Bumi Armada Bhd - Secures Contracts for Sterling FPSO

kiasutrader
Publish date: Mon, 28 Sep 2020, 12:51 PM

ARMADA has secured contracts for the bareboat charter, and the operation and maintenance for the Armada Sterling FPSO to ONGC. The contracts are for 10 firm years, with annual extension options for up to an additional 5 years. Combined, the contracts are estimated to worth ~RM2b. Overall, we are positive on the contracts, providing further uptime charter visibility for the asset, as well as earnings and cash flow certainty for the group. Maintain “trading” OUTPERFORM with TP of RM0.30.

Contract received for Armada Sterling FPSO. ARMADA has secured contract awards from Oil and Natural Gas Corporation Limited (ONGC) of India for: (i) bareboat charter lease of the Armada Sterling FPSO, for a fixed period of 10 years, with annual options to extend for up to 5 additional years, with the fixed period contract value estimated to be USD370m (or ~RM1.54b), and (ii) operation and maintenance (O&M) of the Armada Sterling FPSO, with estimated fixed period contract value of INR9.2b (or ~RM520m). Combined, the bareboat charter and O&M contracts for Armada Sterling FPSO is worth an estimated RM2.06b excluding extensions. The FPSO will continue to operate in the ONGC D1 field, located 200km off the west coast of Mumbai, India.

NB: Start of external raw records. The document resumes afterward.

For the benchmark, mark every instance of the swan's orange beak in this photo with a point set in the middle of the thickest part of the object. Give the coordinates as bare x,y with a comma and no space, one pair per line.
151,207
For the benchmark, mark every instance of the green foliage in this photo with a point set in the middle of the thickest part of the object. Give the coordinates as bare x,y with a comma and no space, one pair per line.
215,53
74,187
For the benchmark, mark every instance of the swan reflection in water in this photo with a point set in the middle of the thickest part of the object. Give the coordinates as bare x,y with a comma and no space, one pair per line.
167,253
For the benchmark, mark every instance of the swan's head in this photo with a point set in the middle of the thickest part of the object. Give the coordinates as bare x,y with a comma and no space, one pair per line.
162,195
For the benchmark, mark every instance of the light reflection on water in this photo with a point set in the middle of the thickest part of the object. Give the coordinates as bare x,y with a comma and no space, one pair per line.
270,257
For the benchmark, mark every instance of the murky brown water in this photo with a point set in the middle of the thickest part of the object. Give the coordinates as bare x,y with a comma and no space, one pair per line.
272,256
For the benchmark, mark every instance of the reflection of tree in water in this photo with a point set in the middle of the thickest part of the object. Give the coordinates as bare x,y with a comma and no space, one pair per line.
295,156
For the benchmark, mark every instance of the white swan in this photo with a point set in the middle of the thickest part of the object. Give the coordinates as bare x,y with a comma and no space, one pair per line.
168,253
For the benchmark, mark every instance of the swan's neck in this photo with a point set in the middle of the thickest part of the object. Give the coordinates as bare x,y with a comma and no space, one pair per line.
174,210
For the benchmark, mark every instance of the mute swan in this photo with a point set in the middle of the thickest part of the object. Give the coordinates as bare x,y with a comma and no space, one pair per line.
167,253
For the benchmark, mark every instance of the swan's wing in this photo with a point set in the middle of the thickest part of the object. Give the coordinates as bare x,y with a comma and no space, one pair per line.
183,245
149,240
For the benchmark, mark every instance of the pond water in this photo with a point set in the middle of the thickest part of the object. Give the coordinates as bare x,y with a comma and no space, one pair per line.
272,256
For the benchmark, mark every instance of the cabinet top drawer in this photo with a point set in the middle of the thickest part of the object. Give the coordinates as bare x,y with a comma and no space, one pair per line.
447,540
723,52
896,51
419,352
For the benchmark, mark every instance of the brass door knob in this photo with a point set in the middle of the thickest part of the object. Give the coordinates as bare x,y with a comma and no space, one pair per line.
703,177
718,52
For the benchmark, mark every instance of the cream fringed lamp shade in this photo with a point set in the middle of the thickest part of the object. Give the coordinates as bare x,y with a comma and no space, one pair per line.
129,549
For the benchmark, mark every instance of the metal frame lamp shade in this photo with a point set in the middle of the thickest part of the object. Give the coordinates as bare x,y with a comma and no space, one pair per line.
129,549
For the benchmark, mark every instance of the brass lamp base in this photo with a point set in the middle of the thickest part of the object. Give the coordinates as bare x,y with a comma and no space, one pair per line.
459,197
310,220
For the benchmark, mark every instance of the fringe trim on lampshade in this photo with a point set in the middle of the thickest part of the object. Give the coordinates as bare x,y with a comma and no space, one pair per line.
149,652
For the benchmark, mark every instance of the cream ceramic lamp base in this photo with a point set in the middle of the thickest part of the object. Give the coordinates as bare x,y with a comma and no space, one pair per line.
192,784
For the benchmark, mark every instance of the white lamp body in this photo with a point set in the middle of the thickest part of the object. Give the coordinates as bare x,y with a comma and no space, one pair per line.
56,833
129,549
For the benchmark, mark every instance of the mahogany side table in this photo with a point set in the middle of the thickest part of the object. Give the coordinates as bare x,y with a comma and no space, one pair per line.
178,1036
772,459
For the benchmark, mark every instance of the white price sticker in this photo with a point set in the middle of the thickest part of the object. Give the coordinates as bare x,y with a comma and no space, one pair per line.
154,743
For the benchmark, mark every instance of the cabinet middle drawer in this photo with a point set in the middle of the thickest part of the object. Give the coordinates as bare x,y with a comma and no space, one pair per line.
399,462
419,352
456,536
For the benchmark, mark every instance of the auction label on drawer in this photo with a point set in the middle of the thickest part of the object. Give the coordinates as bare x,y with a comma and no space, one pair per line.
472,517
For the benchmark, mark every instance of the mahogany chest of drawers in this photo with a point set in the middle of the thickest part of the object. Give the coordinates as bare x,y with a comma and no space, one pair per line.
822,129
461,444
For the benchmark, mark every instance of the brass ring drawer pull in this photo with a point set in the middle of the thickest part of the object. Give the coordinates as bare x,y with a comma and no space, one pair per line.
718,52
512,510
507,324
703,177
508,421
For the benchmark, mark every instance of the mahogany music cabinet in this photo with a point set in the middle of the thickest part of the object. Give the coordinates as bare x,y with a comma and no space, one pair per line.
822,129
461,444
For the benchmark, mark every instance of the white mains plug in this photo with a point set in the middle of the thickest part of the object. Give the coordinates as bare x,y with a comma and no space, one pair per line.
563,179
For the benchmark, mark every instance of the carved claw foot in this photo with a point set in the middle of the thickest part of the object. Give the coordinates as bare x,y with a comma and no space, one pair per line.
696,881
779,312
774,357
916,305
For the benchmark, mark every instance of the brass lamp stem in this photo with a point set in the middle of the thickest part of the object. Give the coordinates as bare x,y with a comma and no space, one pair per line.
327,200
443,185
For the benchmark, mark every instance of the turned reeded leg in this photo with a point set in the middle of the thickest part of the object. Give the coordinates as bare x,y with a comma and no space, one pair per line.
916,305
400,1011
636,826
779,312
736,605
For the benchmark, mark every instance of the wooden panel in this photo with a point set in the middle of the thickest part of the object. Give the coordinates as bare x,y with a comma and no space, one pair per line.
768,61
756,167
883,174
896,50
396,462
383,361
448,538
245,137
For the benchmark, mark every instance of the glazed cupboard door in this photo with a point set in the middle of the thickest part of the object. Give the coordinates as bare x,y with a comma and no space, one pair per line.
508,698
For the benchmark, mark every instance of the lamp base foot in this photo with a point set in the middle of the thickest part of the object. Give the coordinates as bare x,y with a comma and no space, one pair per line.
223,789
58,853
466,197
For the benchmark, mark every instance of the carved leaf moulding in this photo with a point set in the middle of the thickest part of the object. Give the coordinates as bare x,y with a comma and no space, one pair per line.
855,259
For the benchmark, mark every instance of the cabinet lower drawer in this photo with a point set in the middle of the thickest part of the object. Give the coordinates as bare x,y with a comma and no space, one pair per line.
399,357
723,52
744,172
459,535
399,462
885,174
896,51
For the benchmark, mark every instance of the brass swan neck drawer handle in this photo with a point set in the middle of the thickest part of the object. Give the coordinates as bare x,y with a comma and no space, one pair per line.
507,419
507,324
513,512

Contracts extend charter tenure of the FPSO. These contracts follow through the original Armada Sterling FPSO contract awarded back in 10 Aug 2011, for a seven-year firm period for USD620m with six annual extension options. The original seven-year firm chartered expired on 19 April 2020, with the client triggering an extension until 24 Sep 2020. Instead of continuing with the extension options under the original contract, the client has now opted to sign the new 10 firm-year contracts, thereby extending the FPSO’s charter tenure by up to a further ~9 years (assuming all extensions are fully exercised). We take this as a signal that the oil fields are still in good producing health.

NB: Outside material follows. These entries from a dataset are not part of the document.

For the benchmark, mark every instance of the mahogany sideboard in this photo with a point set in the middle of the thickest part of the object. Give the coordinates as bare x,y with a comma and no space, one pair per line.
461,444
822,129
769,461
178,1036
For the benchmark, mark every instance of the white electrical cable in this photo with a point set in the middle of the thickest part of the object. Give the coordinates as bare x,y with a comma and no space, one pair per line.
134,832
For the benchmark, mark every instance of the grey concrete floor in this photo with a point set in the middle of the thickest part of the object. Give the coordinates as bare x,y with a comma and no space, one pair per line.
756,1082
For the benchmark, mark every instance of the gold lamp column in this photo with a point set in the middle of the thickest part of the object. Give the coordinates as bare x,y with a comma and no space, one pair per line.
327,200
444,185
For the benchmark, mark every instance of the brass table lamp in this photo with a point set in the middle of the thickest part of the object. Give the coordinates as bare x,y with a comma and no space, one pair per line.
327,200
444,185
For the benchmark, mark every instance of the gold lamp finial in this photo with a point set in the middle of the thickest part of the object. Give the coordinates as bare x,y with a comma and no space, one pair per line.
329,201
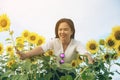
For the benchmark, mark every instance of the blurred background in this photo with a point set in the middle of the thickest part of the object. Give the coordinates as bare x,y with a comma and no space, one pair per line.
93,19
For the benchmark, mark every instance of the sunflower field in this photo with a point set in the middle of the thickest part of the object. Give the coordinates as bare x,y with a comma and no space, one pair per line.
106,53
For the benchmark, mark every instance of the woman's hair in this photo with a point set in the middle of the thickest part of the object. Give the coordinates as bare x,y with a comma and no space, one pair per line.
69,22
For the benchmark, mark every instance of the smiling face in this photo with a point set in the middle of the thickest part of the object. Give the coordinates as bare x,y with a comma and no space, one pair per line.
64,32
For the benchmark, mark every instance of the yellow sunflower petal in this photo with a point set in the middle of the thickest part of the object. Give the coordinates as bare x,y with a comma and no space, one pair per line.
4,23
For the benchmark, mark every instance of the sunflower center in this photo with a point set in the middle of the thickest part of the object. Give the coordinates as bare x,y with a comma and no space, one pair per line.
32,38
117,35
92,47
110,43
3,23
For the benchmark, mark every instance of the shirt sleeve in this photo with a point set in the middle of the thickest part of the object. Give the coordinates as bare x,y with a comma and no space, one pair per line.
81,49
48,45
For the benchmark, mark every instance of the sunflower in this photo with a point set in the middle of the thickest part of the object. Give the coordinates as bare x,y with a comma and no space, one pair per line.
117,47
10,63
101,42
4,22
116,32
106,57
110,42
33,37
10,50
20,40
79,59
49,52
1,48
74,63
92,46
40,41
25,34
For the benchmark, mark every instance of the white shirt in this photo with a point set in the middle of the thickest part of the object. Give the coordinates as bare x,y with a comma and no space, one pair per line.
73,48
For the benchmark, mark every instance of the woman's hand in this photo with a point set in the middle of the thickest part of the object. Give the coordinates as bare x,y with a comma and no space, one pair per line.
90,60
21,54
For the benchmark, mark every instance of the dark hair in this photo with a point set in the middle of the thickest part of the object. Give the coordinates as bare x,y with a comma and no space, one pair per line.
69,22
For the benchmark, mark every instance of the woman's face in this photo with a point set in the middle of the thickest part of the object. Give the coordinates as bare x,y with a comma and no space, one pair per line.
64,31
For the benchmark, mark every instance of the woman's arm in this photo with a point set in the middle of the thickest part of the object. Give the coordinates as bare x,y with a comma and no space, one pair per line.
34,52
90,59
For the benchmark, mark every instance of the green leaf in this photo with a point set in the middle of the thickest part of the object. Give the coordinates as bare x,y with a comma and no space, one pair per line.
67,77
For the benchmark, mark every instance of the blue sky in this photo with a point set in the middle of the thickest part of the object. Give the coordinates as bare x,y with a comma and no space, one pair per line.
93,19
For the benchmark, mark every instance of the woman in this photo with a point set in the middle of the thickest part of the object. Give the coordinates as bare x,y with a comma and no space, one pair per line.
64,45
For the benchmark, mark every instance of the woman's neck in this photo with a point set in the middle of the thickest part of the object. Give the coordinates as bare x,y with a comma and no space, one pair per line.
65,44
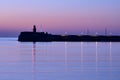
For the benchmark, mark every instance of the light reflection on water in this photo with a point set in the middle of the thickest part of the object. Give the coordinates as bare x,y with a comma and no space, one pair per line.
59,60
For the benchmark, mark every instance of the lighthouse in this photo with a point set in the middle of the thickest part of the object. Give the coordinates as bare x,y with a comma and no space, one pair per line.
34,28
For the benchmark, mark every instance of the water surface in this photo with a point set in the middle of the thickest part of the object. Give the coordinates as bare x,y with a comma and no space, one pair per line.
59,60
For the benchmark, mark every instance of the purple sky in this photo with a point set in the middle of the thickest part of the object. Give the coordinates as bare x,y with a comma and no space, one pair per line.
59,16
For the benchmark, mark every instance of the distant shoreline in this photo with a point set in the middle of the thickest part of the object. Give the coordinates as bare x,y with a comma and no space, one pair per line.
45,37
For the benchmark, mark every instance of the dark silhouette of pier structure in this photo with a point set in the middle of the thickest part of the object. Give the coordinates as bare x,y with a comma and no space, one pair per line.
47,37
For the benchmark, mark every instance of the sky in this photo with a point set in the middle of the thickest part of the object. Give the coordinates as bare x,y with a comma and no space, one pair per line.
59,16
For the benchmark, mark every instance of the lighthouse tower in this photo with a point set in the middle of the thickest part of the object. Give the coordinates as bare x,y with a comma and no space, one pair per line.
34,28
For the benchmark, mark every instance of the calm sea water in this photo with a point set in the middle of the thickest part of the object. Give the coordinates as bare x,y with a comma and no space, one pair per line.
59,60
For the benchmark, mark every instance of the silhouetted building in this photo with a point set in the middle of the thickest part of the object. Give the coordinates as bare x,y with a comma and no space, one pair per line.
34,28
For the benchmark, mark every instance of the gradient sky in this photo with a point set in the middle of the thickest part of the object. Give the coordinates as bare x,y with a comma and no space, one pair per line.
59,16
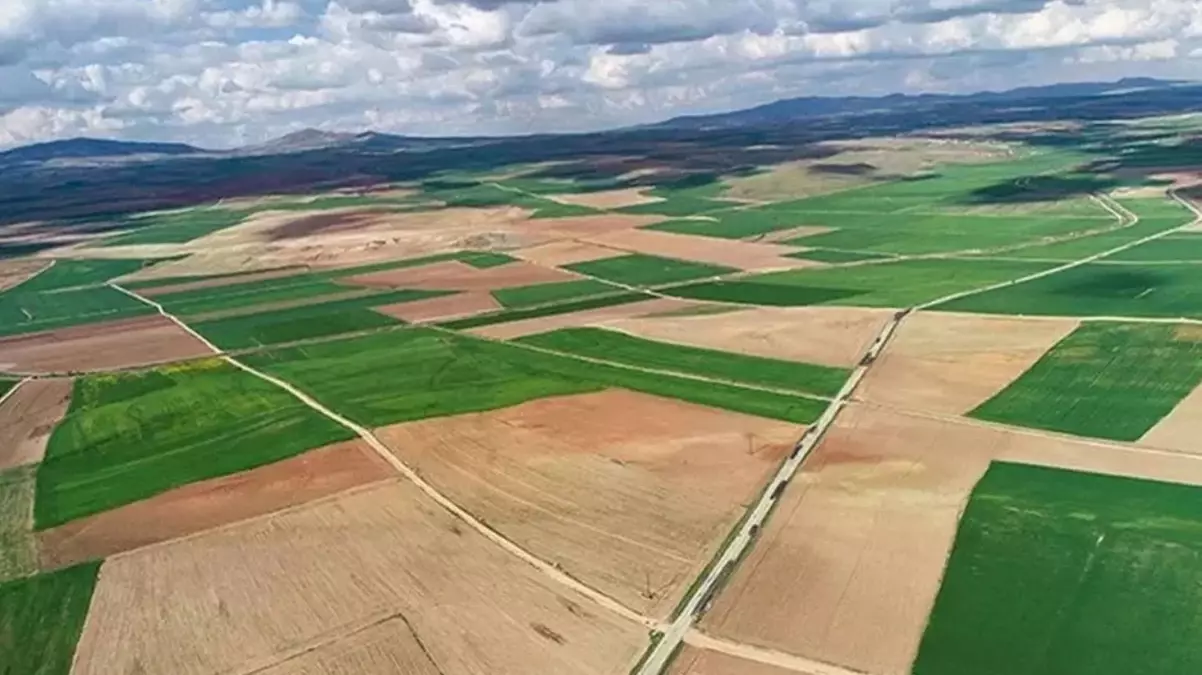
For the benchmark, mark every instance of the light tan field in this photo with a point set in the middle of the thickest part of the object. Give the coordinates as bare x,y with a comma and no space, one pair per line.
588,317
607,198
111,345
454,275
28,417
447,306
849,567
629,493
254,596
835,336
952,363
739,255
212,503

Positive on earnings and cash flow visibility. Under these new contracts, revenue contribution per annum is 44% lower as compared to the original firm charter contract, but somewhat similar with the extension periods from the original contract. However, we believe this to be well justified, given that borrowings attached to the vessel have already been fully paid, while value of the vessel has also been substantially depreciated throughout the years. As such, we estimate margins from the contracts to be roughly >30%, as compared to its average margins of mid-teens. Note that earnings from the contracts would be recognised on the joint-venture/associate level in the P&L, instead of being consolidated, as ARMADA owns 49% of the bareboat charter contract, and 40% of the O&M contract, with the rest being a joint-venture partnership with Shapoorji Pallonji Oil & Gas Pte Ltd.

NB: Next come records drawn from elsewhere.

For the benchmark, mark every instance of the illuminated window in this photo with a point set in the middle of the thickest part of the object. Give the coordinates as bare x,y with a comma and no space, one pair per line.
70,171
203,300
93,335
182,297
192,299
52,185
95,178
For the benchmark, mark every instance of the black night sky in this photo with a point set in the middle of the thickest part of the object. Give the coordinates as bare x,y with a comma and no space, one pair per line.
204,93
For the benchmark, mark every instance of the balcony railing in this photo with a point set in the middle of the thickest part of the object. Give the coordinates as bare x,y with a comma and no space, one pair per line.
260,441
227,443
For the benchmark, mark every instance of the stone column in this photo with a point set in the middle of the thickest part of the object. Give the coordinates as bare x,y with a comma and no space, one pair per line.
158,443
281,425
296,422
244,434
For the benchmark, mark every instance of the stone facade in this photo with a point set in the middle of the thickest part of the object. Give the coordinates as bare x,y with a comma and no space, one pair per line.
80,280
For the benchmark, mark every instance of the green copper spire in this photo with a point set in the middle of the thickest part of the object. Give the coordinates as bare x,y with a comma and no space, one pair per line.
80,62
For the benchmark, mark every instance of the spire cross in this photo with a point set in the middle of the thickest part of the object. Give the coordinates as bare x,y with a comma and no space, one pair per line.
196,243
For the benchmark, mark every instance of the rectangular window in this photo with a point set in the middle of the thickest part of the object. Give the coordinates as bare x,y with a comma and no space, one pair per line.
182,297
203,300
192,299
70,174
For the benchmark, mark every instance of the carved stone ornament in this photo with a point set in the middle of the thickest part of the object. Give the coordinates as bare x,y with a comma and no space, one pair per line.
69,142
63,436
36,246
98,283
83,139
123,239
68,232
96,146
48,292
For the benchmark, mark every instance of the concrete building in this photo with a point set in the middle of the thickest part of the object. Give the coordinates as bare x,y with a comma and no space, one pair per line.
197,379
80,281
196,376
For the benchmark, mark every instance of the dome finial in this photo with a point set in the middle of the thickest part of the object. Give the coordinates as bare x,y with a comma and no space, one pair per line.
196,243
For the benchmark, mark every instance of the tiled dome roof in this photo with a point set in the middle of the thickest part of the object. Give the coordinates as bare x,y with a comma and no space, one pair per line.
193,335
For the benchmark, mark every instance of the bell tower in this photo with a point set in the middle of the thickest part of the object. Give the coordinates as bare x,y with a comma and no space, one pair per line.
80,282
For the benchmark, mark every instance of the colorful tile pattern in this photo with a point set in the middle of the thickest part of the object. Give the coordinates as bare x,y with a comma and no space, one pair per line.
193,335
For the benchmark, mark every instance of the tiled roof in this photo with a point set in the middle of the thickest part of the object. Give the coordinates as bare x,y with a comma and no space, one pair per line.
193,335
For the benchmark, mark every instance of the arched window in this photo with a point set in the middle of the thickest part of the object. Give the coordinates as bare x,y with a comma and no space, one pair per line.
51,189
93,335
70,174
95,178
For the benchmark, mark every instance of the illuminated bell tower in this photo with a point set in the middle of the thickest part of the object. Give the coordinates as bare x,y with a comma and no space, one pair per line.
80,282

Overall, we are positive on the contract awards, providing further earnings and cash flow visibility for the company, especially given the lengthened charter tenure under the new contracts.

Maintain “trading” OUTPERFORM, with unchanged TP of RM0.30, pegged to 5x PER on FY21E EPS at - 0.5SD below its 12-month mean valuation. No changes were made to our FY20E/FY21E earnings assumptions as contributions from the Armada Sterling FPSO have already been factored into our numbers.

We continue to like ARMADA given its resilient earnings base given its business as an FPSO operator, being relatively less impacted by the current oil market down-cycle and pandemic outbreak. However, our OUTPERFORM call is advocated on a “trading” basis, as we are still not entirely comfortable with the stock’s high gearing levels on a long-term basis. Currently, the group’s net-gearing sits at 2.8x, with total borrowings of RM9.3b – with RM1.7b of them being short-term (i.e. repayable within the next 12 months), of which, RM679.6m are corporate loans remaining from its Tranche 1 refinancing facility done back in May 2019 and will come due in May 2021. Against its cash balance of only RM850m, we believe further monetisation of its noncore assets and/or another refinancing exercise in the coming months may be possible in order to meet its repayment obligations.

Risks to our call include: (i) poorer-than-expected margins, (ii) costs over-run, (iii) poorer-than-expected asset uptime and utilisation, and (iv) failure to secure refinancing or monetise unutilised assets.